Public Safety Committee chairman Randy Preston listens as Emergency Services Director Don Jaquish talks about turning the former Bookmobile into a mobile communications headquarters.
Three counties that have funded the former Bookmobile may get the vehicle for use as a mobile communications and command post.
At the Essex County Public Safety Committee meeting June 11, Emergency Services Director Don Jaquish said the counties of Franklin and Clinton approached him about using the former Bookmobile, which was operated by the Clinton-Franklin-Essex Library System, as a mobile command post which would be able to coordinate different radio systems to allow for better communications.
Jaquish said that the proposal would not add any expenses, but supervisors had questions.
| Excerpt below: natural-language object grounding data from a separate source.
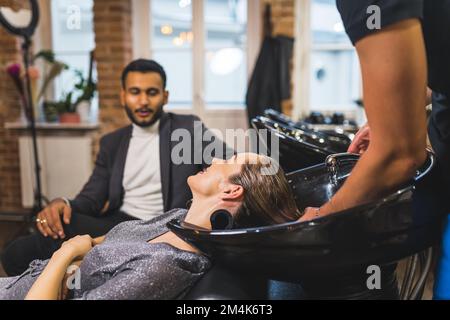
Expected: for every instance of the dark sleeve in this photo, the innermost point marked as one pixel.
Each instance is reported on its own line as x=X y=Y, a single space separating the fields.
x=355 y=16
x=160 y=278
x=93 y=196
x=212 y=146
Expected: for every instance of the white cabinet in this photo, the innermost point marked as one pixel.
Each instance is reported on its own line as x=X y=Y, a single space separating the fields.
x=65 y=156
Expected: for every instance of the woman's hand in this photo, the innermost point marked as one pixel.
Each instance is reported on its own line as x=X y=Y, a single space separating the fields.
x=361 y=142
x=64 y=290
x=78 y=246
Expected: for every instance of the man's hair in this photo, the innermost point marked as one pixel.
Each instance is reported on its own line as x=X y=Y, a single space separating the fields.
x=144 y=66
x=268 y=199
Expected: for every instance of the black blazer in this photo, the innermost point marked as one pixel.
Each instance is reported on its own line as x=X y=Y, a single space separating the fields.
x=105 y=184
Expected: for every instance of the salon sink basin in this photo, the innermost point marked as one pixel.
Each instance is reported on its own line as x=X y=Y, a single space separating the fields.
x=299 y=147
x=378 y=233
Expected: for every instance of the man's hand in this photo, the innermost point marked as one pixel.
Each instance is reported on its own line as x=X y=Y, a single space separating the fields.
x=361 y=141
x=78 y=246
x=310 y=214
x=48 y=220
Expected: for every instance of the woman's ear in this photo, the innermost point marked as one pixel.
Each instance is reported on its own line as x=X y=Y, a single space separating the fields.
x=232 y=192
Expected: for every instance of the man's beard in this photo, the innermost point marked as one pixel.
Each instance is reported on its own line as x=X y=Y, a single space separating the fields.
x=144 y=124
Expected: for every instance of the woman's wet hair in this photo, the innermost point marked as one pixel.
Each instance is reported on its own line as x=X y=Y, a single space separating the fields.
x=268 y=198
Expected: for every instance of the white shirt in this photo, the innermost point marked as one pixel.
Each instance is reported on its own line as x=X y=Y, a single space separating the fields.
x=142 y=175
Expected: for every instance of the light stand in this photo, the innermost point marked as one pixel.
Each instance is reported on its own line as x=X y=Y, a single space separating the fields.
x=26 y=33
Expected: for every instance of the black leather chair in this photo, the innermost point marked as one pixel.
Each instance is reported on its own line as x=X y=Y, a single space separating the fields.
x=328 y=257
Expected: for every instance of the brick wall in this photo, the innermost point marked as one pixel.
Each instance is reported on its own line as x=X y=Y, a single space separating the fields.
x=113 y=38
x=283 y=20
x=10 y=195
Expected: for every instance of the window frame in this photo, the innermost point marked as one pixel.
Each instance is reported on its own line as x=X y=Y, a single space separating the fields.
x=142 y=49
x=302 y=63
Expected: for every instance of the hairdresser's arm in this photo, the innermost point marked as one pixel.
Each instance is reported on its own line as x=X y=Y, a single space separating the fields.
x=394 y=73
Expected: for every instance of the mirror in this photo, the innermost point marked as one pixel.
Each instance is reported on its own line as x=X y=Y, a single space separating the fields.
x=21 y=18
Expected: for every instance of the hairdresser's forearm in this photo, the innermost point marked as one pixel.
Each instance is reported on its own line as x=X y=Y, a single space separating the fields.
x=375 y=175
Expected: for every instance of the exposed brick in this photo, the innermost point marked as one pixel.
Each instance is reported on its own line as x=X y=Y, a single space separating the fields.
x=10 y=196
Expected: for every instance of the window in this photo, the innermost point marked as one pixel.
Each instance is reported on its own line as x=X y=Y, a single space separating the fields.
x=334 y=79
x=211 y=35
x=72 y=42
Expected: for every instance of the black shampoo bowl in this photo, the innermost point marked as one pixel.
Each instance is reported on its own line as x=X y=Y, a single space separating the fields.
x=336 y=250
x=299 y=148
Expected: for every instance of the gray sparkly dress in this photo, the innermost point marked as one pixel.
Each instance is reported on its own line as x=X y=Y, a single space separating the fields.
x=125 y=266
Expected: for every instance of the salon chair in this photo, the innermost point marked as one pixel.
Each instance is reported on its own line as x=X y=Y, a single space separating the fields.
x=298 y=148
x=328 y=257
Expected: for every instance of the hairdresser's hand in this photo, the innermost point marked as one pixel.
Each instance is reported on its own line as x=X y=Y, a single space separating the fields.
x=48 y=221
x=310 y=214
x=361 y=141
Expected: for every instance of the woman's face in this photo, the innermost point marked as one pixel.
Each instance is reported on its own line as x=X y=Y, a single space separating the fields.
x=215 y=179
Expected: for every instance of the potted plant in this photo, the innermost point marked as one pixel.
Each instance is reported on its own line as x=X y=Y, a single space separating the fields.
x=67 y=110
x=87 y=89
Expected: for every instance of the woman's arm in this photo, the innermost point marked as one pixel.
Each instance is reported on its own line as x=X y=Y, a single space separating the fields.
x=48 y=285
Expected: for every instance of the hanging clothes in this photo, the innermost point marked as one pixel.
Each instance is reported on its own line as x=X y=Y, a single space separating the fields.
x=270 y=83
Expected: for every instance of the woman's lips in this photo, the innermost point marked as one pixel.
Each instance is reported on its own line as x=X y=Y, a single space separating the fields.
x=144 y=114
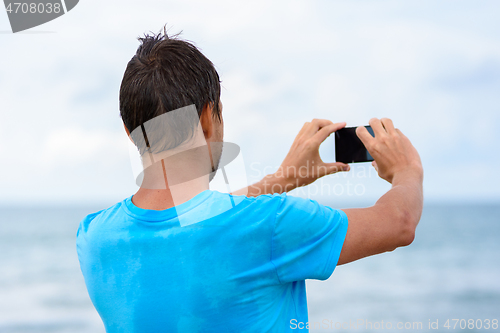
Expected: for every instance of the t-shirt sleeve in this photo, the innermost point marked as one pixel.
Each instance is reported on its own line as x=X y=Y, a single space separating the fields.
x=307 y=239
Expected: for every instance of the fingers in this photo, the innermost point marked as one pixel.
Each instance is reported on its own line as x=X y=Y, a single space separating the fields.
x=310 y=128
x=388 y=125
x=325 y=132
x=377 y=127
x=364 y=136
x=337 y=167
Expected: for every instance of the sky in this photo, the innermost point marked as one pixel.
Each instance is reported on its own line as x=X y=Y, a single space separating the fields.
x=433 y=67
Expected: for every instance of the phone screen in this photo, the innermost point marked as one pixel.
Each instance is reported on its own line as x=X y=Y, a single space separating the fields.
x=349 y=148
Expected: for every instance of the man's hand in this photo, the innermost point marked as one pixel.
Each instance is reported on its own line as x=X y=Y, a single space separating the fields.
x=391 y=150
x=302 y=165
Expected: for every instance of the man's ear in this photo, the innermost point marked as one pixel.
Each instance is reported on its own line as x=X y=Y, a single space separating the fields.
x=206 y=120
x=128 y=132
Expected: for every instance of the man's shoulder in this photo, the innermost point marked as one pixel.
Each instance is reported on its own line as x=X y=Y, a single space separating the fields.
x=100 y=215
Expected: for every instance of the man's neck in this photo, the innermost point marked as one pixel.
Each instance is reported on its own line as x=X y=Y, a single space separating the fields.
x=160 y=199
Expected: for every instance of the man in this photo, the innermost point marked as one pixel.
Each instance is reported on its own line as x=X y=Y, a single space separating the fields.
x=177 y=257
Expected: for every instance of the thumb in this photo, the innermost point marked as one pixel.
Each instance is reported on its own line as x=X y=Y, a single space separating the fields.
x=336 y=167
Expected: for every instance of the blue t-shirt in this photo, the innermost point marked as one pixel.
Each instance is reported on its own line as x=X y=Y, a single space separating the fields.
x=238 y=270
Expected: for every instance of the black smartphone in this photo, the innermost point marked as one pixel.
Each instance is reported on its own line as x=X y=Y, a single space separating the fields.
x=349 y=148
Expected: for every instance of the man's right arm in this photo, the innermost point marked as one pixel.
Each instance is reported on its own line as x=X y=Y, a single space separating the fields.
x=392 y=221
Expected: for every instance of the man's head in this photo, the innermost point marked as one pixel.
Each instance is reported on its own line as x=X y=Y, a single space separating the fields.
x=166 y=74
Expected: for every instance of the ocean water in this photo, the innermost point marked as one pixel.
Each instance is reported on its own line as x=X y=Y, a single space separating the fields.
x=451 y=271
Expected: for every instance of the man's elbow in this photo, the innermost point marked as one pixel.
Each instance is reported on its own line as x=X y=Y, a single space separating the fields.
x=408 y=226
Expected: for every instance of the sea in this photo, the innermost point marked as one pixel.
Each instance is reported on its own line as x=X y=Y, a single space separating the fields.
x=448 y=279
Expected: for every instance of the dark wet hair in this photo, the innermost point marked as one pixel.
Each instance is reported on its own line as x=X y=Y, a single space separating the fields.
x=165 y=74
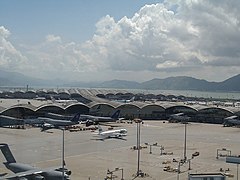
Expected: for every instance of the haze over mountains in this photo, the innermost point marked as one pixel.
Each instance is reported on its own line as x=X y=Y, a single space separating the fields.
x=171 y=83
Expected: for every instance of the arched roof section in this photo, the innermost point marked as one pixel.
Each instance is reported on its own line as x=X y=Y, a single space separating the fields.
x=19 y=111
x=214 y=110
x=152 y=111
x=129 y=111
x=63 y=91
x=52 y=91
x=119 y=94
x=77 y=108
x=213 y=115
x=101 y=95
x=110 y=95
x=154 y=106
x=102 y=109
x=18 y=94
x=181 y=108
x=129 y=94
x=74 y=93
x=54 y=108
x=98 y=105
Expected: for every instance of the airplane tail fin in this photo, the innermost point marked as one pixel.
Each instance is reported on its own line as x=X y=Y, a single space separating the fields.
x=7 y=153
x=76 y=118
x=99 y=129
x=116 y=114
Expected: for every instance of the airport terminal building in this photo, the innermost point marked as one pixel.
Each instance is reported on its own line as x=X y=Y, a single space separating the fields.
x=31 y=103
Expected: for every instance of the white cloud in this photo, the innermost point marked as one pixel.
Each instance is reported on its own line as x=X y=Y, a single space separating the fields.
x=10 y=58
x=53 y=38
x=177 y=37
“I know that it is free and nice to have, but at some point down the road I am sure that it is going to cost us money,” Moriah Supervisor Tom Scozzafava said. “It's a piece of equipment that would be nice to have, but it’s not critical.”
“I have concerns down the road that this vehicle would be in the neighborhood of $400,000 if it had to be replaced,” Wilmington Supervisor Randy Preston said.
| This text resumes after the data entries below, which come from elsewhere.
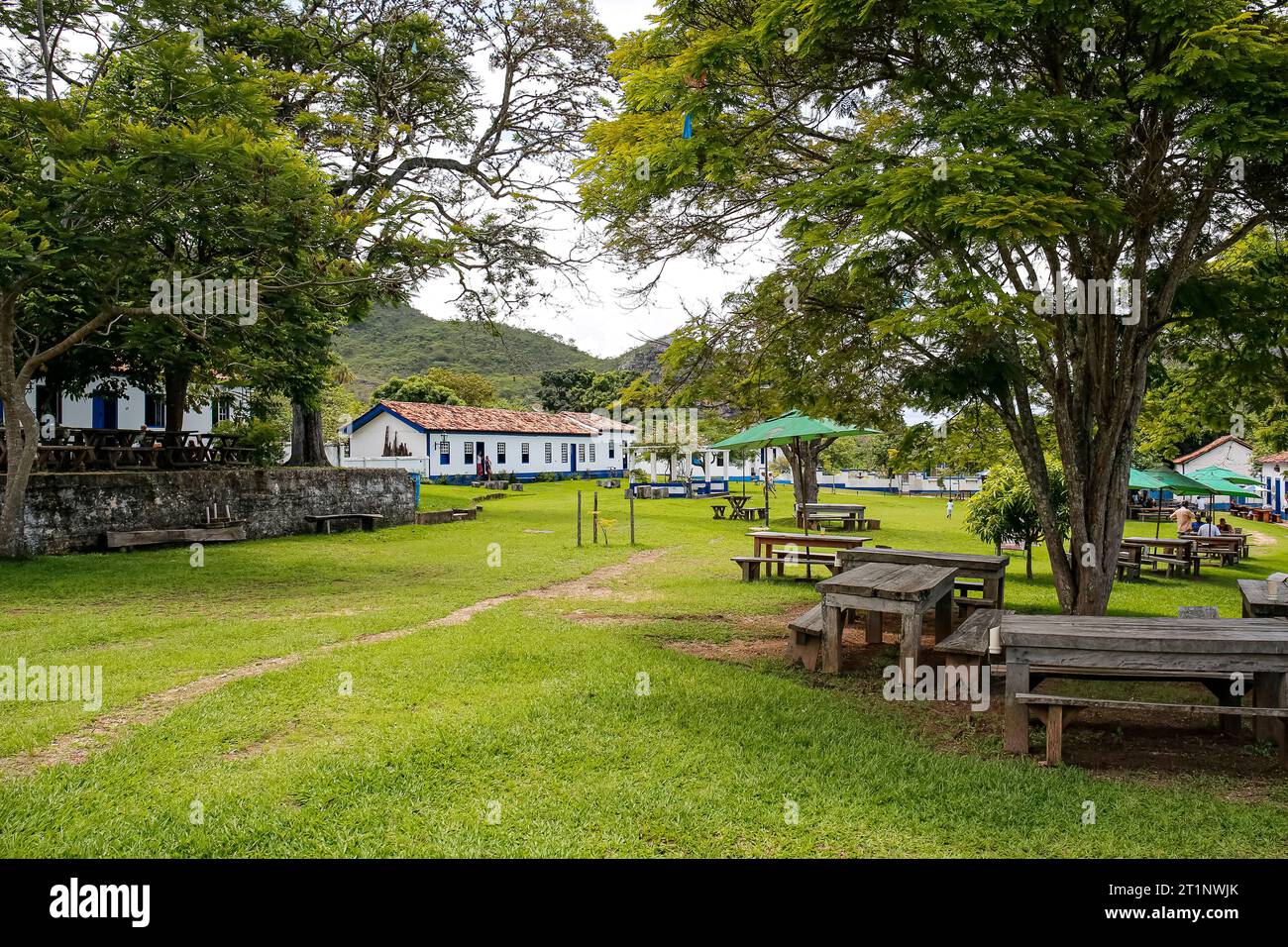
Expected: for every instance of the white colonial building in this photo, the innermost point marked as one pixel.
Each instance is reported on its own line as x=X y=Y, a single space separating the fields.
x=1273 y=472
x=133 y=408
x=449 y=442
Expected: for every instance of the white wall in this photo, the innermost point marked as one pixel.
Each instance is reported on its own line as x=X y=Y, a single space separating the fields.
x=78 y=412
x=1231 y=455
x=369 y=444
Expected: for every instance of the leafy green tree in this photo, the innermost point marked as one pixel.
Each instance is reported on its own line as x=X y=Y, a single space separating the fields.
x=934 y=167
x=469 y=386
x=101 y=192
x=416 y=389
x=1005 y=510
x=583 y=389
x=393 y=99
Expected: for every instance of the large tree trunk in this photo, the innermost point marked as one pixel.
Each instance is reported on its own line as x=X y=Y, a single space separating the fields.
x=176 y=380
x=804 y=464
x=22 y=438
x=307 y=445
x=1096 y=395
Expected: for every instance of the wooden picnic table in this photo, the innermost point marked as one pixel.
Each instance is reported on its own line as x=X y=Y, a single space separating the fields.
x=1263 y=599
x=988 y=570
x=765 y=540
x=181 y=449
x=849 y=514
x=1172 y=648
x=877 y=587
x=1229 y=548
x=222 y=449
x=1177 y=553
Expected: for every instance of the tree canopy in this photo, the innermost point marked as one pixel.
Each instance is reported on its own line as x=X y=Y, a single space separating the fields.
x=1006 y=198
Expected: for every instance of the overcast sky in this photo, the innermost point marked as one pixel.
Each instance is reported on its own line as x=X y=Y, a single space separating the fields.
x=604 y=324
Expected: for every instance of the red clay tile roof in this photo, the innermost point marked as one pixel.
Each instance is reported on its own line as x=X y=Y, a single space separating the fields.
x=1205 y=449
x=596 y=421
x=492 y=419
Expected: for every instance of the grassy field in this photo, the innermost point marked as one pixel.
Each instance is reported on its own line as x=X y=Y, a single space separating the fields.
x=327 y=696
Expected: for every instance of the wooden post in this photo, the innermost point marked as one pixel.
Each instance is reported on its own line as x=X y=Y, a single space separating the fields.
x=1017 y=733
x=1055 y=736
x=874 y=629
x=833 y=629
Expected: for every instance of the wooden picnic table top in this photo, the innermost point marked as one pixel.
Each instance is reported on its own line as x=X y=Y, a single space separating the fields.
x=1162 y=541
x=1154 y=635
x=1258 y=591
x=807 y=539
x=890 y=579
x=971 y=565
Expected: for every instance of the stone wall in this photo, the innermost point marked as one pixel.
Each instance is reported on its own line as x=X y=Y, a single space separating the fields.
x=69 y=513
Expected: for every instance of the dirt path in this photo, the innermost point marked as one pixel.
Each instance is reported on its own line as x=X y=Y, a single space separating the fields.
x=107 y=728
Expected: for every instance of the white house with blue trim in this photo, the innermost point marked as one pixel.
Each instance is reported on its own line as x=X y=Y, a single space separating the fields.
x=129 y=408
x=449 y=442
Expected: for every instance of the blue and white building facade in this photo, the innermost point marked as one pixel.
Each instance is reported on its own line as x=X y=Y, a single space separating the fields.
x=447 y=442
x=133 y=408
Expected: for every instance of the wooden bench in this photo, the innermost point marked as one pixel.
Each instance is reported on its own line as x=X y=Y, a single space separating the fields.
x=1173 y=564
x=1219 y=549
x=1050 y=709
x=965 y=604
x=130 y=539
x=967 y=644
x=323 y=523
x=751 y=565
x=805 y=638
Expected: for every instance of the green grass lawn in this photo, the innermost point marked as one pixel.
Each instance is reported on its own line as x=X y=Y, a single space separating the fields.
x=522 y=731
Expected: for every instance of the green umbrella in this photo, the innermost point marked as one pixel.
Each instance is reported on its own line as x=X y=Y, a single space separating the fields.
x=1177 y=483
x=1225 y=474
x=1224 y=487
x=789 y=428
x=1142 y=480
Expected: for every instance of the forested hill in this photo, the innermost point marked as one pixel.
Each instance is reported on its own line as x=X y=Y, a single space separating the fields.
x=406 y=342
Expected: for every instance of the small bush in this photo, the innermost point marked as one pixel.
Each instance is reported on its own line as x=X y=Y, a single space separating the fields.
x=263 y=438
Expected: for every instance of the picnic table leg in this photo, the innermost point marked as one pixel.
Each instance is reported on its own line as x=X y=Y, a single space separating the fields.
x=944 y=616
x=1231 y=723
x=910 y=642
x=1269 y=692
x=1017 y=733
x=874 y=628
x=1055 y=735
x=833 y=624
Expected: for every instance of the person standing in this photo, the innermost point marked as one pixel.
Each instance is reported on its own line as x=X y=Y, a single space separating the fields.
x=1184 y=517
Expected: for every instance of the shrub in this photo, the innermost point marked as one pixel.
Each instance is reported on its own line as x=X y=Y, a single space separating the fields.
x=263 y=438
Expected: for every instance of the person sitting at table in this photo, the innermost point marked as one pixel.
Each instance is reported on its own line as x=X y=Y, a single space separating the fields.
x=1184 y=517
“We are cutting costs and selling things and we are going to add on a second-hand bookmobile for a command center,” Chesterfield Supervisor Gerald Morrow said. “We do work with these counties, and want to continue, but the key thing is no costs to the county and no future costs to the county.”
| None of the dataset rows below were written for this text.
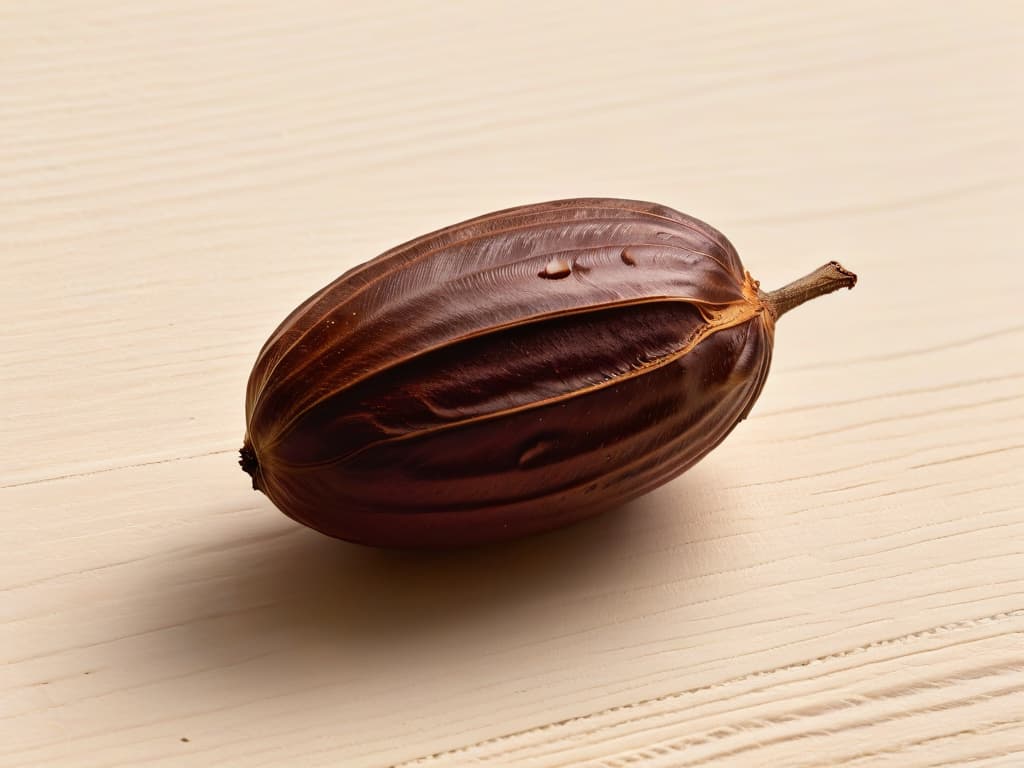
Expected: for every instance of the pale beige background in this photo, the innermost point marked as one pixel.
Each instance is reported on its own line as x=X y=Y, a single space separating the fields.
x=842 y=583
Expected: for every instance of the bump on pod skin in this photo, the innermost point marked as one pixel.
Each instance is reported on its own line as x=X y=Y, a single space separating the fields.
x=511 y=374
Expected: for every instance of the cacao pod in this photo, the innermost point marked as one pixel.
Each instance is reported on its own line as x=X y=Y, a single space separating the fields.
x=511 y=374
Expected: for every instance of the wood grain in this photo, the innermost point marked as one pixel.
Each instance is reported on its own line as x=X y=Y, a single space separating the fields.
x=841 y=583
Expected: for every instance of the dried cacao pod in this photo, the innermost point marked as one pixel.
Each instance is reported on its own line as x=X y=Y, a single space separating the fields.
x=511 y=374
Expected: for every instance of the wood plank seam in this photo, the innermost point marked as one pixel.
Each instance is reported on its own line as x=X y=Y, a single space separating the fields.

“If there is a cost, we would try to fund it through Homeland Security and funds that we have in place,” Jaquish said. “I can't guarantee that this would not have a cost with it in the future.”
Jaquish said that Franklin County had already signed on to fit the vehicle, while Clinton County would take care of the maintenance.
“If Franklin County will be retro-fitting the vehicle and Clinton will be maintaining it, so I can't see how we could not go along with this,” Morrow said. “The other two counties are going through with this either way, so I would think it would be foolish of us not to go along.”
North Elba Supervisor Roby Politi wondered why there was a need for a mobile communications center.
“I thought that the purpose of spending $10 million on a communications system was so we would be able to communicate throughout the county,” Politi said. “Are you telling me that we will still not be able to communicate with some people once it is done?”
“There are departments that our communications system would not work with in some situations because their systems are different,” Jaquish said. “You have to program the systems in order to get them to work together and that can take time.”
Elizabethtown Supervisor Margaret Bartley said that she felt it would be useful in some situations.
“I just think about the situation that we had here with the crash on the Northway where several people died and there was no communications there,” she said.
Board chairman Randy Douglas said that he would go along with the recommendation, but said other agencies have similar vehicles in emergency situations.
“FEMA came in with one of these rigs like this and parked it right next to our office,” Douglas said. “It is something that they use for any large-scale event.”
“When the bridge went out SEMO had a big vehicle there and the State Police also had one,” Scozzafava added.
“This would be used for any large-scale event where multiple agencies are involved and separate radio systems are used,” Jaquish said. “It would usually be a long-term event, something where it would be needed over several days.”
Scozzafava felt that there also was another option for the vehicle.
“I think that the library committee should sell it as surplus and use that money toward their needs,” he said. “I would move a resolution to do away with any covenant that they have with the county so they can do what they please with the bus.”
The motion passed through committee, 5-2, and will now go before the Ways and Means Committee June 25.